When I imagine being weight restored and not counting calories and having a meal plan I just see my self going crazy with food. But I remember when I once was weight restored, it was in fact the opposite. It is in recovery, now, I could eat like a maniac if I gave up all control over my body, but that is because I am starving my body. When I have given the calories the body needs I will be very relaxed about food. I won't crave it. I won't think about it much at all because I won't be starving. It is quiet a releif to come to that point. Pretty funny that one day I eat like a maniac like many days before that day, and the next I am ready for life, people and have little interest in food. The hunger is gone. I can lift my head up from the stomach area.

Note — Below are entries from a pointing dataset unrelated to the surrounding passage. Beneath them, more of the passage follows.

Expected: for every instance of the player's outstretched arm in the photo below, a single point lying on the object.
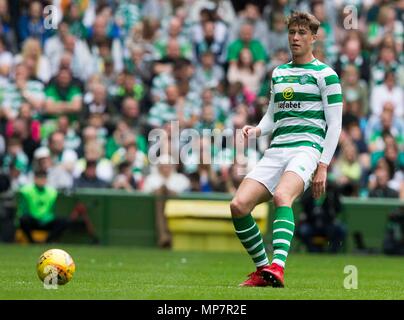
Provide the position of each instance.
(332, 100)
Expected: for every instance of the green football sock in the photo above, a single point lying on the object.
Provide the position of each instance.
(283, 228)
(250, 236)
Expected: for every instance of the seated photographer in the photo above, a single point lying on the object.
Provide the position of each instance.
(318, 225)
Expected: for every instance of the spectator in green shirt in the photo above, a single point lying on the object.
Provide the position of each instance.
(246, 41)
(35, 209)
(63, 96)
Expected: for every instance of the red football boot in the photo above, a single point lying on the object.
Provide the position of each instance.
(273, 275)
(255, 279)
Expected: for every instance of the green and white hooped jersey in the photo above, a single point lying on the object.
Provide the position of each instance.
(299, 95)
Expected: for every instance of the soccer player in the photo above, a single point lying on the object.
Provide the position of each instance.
(304, 116)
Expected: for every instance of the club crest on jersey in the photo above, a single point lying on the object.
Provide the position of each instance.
(288, 93)
(304, 79)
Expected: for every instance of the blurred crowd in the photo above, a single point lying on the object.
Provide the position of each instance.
(82, 86)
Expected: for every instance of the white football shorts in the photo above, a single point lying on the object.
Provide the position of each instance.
(302, 160)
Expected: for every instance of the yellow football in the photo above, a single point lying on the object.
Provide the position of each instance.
(55, 267)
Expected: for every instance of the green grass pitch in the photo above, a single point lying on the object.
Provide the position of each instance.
(132, 273)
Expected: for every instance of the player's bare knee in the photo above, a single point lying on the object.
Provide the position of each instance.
(239, 208)
(282, 198)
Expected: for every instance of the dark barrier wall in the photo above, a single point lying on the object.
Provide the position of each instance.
(128, 217)
(119, 218)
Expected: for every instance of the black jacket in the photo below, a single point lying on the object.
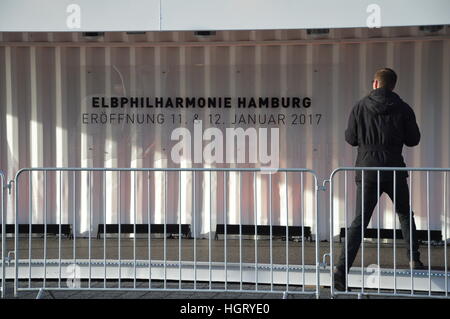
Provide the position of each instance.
(380, 124)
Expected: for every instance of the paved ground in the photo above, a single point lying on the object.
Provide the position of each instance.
(325, 293)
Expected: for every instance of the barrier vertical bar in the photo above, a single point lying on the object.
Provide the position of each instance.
(104, 229)
(119, 216)
(346, 228)
(179, 229)
(195, 230)
(74, 230)
(165, 229)
(59, 229)
(302, 212)
(45, 229)
(149, 219)
(2, 184)
(445, 234)
(134, 227)
(240, 230)
(410, 233)
(209, 234)
(89, 230)
(331, 239)
(316, 211)
(225, 213)
(428, 233)
(378, 232)
(255, 217)
(270, 223)
(395, 230)
(16, 235)
(362, 233)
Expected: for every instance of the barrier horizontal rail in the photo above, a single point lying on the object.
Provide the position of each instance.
(385, 282)
(3, 222)
(263, 273)
(165, 272)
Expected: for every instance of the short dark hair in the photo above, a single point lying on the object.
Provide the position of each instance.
(386, 77)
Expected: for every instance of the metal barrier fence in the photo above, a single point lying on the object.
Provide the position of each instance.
(3, 247)
(159, 263)
(386, 276)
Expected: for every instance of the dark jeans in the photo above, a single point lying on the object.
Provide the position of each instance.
(370, 201)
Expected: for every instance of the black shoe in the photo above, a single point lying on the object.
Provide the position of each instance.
(339, 281)
(417, 265)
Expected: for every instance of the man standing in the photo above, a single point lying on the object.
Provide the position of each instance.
(379, 125)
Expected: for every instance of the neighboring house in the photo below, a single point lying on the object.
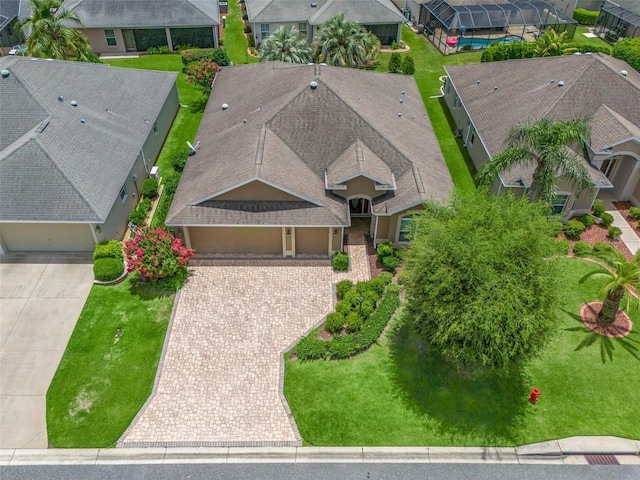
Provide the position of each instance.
(486, 100)
(285, 164)
(121, 26)
(380, 17)
(76, 143)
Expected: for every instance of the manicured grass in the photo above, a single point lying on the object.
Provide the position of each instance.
(235, 43)
(580, 38)
(100, 385)
(429, 64)
(400, 393)
(187, 121)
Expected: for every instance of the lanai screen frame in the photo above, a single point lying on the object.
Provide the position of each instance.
(441, 21)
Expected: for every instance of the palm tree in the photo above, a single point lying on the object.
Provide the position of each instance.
(552, 45)
(543, 143)
(345, 44)
(286, 46)
(622, 276)
(49, 33)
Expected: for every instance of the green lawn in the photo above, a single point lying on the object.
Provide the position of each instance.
(235, 43)
(399, 393)
(429, 64)
(100, 385)
(186, 124)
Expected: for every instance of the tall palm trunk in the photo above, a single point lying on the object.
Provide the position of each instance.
(611, 305)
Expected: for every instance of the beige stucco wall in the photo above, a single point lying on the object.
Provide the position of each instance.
(38, 237)
(257, 190)
(236, 240)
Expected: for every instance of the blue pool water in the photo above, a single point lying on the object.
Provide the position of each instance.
(486, 42)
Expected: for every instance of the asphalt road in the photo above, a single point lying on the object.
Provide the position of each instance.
(323, 471)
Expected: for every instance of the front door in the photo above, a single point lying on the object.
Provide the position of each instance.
(129, 40)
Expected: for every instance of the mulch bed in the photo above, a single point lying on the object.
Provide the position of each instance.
(621, 326)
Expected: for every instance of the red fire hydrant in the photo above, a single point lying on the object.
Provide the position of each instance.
(533, 396)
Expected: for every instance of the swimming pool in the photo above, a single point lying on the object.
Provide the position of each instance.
(486, 42)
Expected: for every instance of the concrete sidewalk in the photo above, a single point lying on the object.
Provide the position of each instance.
(568, 451)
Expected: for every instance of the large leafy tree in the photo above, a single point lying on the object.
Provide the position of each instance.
(345, 44)
(478, 287)
(51, 34)
(622, 276)
(544, 144)
(285, 46)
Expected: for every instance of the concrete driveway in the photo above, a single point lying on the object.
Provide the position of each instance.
(41, 297)
(220, 380)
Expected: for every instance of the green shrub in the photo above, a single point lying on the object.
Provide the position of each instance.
(334, 323)
(343, 287)
(390, 263)
(587, 220)
(354, 322)
(137, 218)
(634, 213)
(628, 50)
(311, 347)
(585, 17)
(561, 246)
(150, 188)
(386, 277)
(108, 249)
(606, 219)
(573, 229)
(340, 261)
(108, 269)
(614, 232)
(384, 250)
(582, 249)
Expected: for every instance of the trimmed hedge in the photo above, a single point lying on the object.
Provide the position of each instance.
(108, 269)
(585, 17)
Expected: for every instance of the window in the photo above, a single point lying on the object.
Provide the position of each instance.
(110, 35)
(407, 228)
(264, 30)
(559, 202)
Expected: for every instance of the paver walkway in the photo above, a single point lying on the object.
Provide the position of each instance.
(220, 379)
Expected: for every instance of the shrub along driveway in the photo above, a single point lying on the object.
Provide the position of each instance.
(41, 296)
(220, 378)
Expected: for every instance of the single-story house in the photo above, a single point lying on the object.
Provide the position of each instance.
(121, 26)
(76, 143)
(285, 164)
(486, 100)
(380, 17)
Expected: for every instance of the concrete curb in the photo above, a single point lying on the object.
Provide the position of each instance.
(564, 451)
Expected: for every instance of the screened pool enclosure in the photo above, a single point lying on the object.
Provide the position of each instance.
(454, 25)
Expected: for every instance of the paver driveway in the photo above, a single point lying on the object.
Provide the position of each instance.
(219, 382)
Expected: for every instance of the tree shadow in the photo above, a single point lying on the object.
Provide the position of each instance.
(607, 344)
(482, 404)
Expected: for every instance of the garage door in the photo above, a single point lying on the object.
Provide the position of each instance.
(312, 240)
(47, 237)
(236, 240)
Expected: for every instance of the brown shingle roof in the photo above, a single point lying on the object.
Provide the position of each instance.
(279, 130)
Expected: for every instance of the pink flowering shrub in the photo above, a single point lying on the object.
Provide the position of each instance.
(202, 73)
(156, 254)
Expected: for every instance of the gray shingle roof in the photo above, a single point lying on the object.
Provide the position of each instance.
(287, 134)
(145, 13)
(529, 89)
(74, 169)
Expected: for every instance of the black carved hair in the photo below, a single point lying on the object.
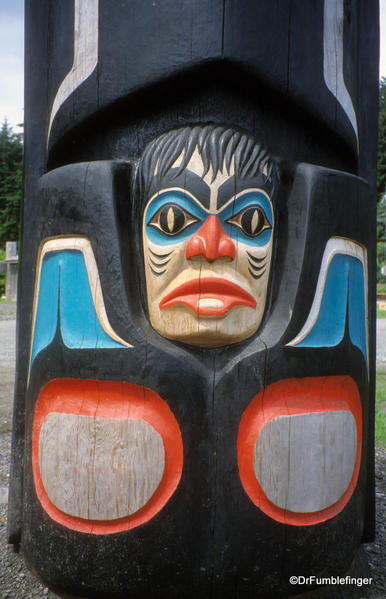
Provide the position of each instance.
(217, 144)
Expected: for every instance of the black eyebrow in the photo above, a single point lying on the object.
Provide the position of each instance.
(234, 185)
(185, 180)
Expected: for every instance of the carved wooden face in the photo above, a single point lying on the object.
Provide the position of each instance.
(207, 250)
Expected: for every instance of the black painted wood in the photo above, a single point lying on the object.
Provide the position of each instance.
(258, 66)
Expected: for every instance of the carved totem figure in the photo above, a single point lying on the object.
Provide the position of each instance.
(194, 401)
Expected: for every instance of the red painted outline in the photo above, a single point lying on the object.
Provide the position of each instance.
(190, 293)
(289, 397)
(110, 399)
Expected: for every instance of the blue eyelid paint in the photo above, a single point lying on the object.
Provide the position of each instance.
(249, 198)
(185, 202)
(174, 197)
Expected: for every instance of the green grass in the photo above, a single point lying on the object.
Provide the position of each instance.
(380, 409)
(381, 313)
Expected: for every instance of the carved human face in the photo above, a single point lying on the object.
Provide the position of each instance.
(207, 251)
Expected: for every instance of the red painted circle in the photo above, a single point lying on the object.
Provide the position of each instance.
(290, 397)
(122, 401)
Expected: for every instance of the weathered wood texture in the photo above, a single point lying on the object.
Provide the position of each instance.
(305, 463)
(98, 468)
(103, 80)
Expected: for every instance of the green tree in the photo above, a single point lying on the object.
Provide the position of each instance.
(11, 182)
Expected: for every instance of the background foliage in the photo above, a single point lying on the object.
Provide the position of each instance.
(11, 183)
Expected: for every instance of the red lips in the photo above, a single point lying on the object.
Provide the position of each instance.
(192, 293)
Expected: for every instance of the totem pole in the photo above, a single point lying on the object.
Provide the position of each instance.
(193, 408)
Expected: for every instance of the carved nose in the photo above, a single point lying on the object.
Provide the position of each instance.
(211, 241)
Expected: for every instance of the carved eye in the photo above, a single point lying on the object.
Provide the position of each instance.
(171, 219)
(252, 221)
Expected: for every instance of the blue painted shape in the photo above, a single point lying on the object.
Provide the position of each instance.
(186, 202)
(64, 291)
(344, 288)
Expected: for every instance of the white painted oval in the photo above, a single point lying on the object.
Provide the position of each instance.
(99, 468)
(305, 462)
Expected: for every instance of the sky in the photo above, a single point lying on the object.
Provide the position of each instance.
(12, 58)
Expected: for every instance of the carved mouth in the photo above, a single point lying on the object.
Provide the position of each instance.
(209, 296)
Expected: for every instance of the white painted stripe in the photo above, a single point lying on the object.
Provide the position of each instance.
(334, 246)
(333, 58)
(82, 245)
(85, 53)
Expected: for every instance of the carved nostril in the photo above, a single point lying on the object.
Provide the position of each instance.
(227, 247)
(195, 247)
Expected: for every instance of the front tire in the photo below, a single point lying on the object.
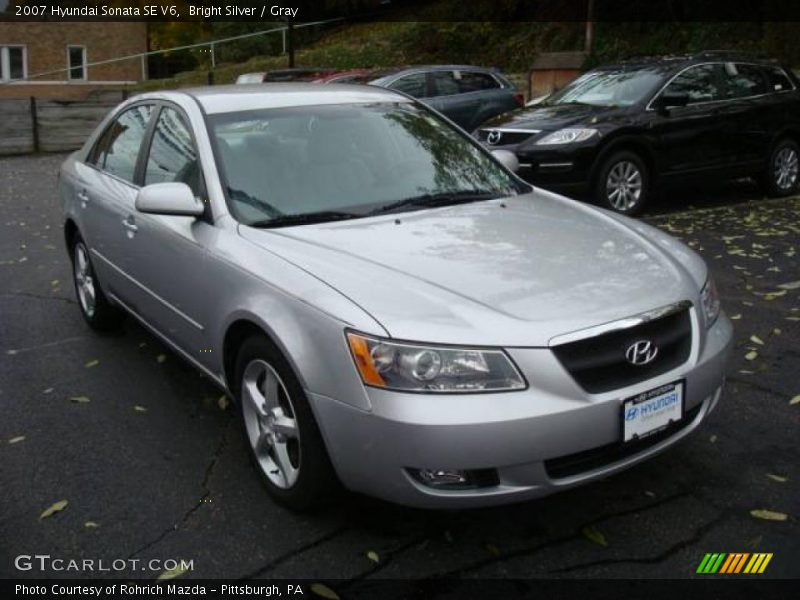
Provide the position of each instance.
(282, 435)
(95, 307)
(782, 174)
(623, 183)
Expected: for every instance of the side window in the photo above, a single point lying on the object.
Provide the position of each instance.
(470, 81)
(172, 155)
(413, 85)
(118, 148)
(744, 81)
(777, 79)
(702, 83)
(445, 83)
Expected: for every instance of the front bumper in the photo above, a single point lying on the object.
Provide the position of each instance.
(520, 435)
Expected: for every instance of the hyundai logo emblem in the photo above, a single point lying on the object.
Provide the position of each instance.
(641, 353)
(494, 137)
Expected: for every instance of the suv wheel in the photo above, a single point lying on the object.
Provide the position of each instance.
(623, 183)
(782, 176)
(95, 307)
(285, 443)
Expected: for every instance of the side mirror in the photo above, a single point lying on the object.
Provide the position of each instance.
(670, 99)
(508, 159)
(170, 198)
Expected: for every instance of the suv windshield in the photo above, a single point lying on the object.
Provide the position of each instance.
(610, 87)
(306, 164)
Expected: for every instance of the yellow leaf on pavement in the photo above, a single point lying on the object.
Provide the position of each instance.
(768, 515)
(57, 507)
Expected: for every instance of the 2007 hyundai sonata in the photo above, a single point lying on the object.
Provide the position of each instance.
(392, 308)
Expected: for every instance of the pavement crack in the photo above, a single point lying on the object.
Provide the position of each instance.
(295, 552)
(530, 550)
(698, 535)
(204, 486)
(39, 297)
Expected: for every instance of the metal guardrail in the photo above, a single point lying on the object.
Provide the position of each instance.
(211, 44)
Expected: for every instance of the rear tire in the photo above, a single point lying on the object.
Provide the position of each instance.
(623, 183)
(781, 177)
(98, 312)
(282, 436)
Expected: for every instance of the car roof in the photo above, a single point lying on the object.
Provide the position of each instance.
(232, 98)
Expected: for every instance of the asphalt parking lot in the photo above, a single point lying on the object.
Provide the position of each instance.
(153, 465)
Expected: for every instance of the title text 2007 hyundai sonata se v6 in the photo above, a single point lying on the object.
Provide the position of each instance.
(392, 308)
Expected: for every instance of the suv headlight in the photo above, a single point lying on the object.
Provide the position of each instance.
(567, 136)
(422, 368)
(710, 301)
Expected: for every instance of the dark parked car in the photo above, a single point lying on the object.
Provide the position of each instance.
(618, 130)
(466, 95)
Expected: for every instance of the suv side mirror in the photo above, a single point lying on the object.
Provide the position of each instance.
(171, 198)
(672, 99)
(507, 159)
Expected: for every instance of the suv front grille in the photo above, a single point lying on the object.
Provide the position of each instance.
(599, 364)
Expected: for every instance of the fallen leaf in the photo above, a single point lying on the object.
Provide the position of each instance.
(594, 535)
(323, 591)
(57, 507)
(172, 573)
(768, 515)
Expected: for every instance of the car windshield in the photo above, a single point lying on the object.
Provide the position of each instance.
(610, 87)
(305, 164)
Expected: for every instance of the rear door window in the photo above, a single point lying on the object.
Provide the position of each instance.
(117, 150)
(414, 85)
(744, 80)
(470, 81)
(702, 83)
(777, 80)
(445, 84)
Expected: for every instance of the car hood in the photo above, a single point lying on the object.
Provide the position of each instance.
(551, 118)
(512, 273)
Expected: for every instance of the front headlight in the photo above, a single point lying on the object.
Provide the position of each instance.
(421, 368)
(710, 301)
(566, 136)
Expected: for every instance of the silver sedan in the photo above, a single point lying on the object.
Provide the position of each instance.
(391, 307)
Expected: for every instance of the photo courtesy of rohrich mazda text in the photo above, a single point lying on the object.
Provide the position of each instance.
(392, 308)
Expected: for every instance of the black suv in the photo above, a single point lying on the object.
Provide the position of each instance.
(617, 130)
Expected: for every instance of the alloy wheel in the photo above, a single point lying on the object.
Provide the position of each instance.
(624, 185)
(84, 280)
(786, 168)
(272, 428)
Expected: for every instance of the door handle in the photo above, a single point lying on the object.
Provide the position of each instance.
(129, 224)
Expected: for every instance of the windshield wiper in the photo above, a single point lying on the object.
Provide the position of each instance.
(304, 219)
(434, 200)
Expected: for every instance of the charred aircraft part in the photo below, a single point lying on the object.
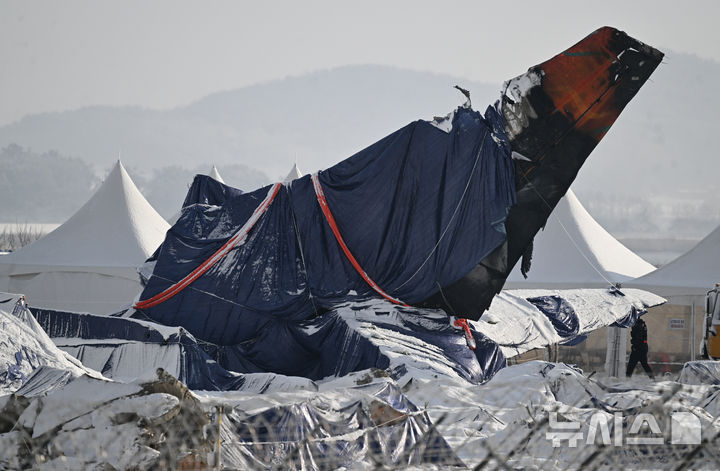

But I can't imagine eating freely ever again, in recovery or weight restored. Being maniac, being possessed with food, is a nightmare. Just thinking about food and how to get as much as possible into the mouth without being too full. I need to count and make sure the weight is stable and know if I eat enough, too much or too little. It's so difficult eating right amounts, just trusting the body. I do listen to my body now, but I am backing it up with data. After I got weight restored many, many years ago I wasn't eating enough so I acted bulimic. That is awful. It must be most important to make sure not to restrict anything once weight restored. Then the fear of gaining weight must be less than the fear of a relapse. To be sure I will have a sucsessful recovery I have to be ok with a bigger body, with fat. I am not there yet even though I have taken a step into that direction seeing the beauty in bigger bodies. To see me as bigger is so much harder. Me with a fuller face. O.M.G. How can I or anyone else take me serious then? I know that is a crazy thought, but I have not replaced it yet.